Reasoning and Learning Architectures

Should training maximize diversity when models feed into search?

If a model runs inside a test-time search loop that samples many rollouts and picks the best, does training for entropy and diversity unlock better solutions than training for a single sharp answer?

Note · 2026-05-28 · sourced from Reinforcement Learning
How should we allocate compute budget at inference time?

The default post-training objective optimizes a single scalar reward, which pushes the policy toward a low-entropy distribution that concentrates probability on one mode. That is the right behavior if the model answers once and you take what it says. But increasingly the model is a component inside an inference-time search procedure — AlphaEvolve-style evolutionary search, best-of-k sampling, pass@k selection — that draws many rollouts and keeps the best. Here a model that always emits the same near-optimal answer is a liability: search has nothing to select among.

Vector Policy Optimization makes the consequence explicit. The thing the deployment loop actually rewards is not the single best response but the quality of the best response in a set, and the gap between diversity-trained and scalar-trained policies widens as the search budget grows. For evolutionary search the effect is categorical: VPO-trained models solve problems that GRPO-trained models cannot solve at all, because GRPO's collapsed distribution never proposes the seed variation that search needs to mutate from.
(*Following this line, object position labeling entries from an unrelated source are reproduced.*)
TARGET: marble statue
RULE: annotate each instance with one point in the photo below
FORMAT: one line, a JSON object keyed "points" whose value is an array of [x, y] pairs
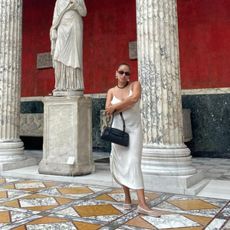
{"points": [[66, 35]]}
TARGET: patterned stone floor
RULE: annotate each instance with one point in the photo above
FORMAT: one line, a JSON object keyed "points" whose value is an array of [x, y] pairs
{"points": [[36, 205]]}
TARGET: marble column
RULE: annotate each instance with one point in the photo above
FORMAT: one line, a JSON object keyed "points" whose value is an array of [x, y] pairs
{"points": [[11, 147], [164, 152]]}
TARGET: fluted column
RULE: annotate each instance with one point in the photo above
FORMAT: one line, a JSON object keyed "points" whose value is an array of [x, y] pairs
{"points": [[11, 147], [164, 152]]}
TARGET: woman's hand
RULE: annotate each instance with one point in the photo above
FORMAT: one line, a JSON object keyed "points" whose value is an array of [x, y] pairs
{"points": [[110, 110]]}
Why it matters: it inverts a tacit assumption. We tend to treat entropy reduction as evidence that training worked — the model "knows the answer." But if the model is a generator feeding a selector, sharpness is overfitting to the wrong objective. The post-training target should match the inference-time objective, and when inference is search, that objective is coverage of competent modes. The tension is real: optimizing for set-quality trades away single-shot pass@1, so the choice depends on whether deployment samples once or many times.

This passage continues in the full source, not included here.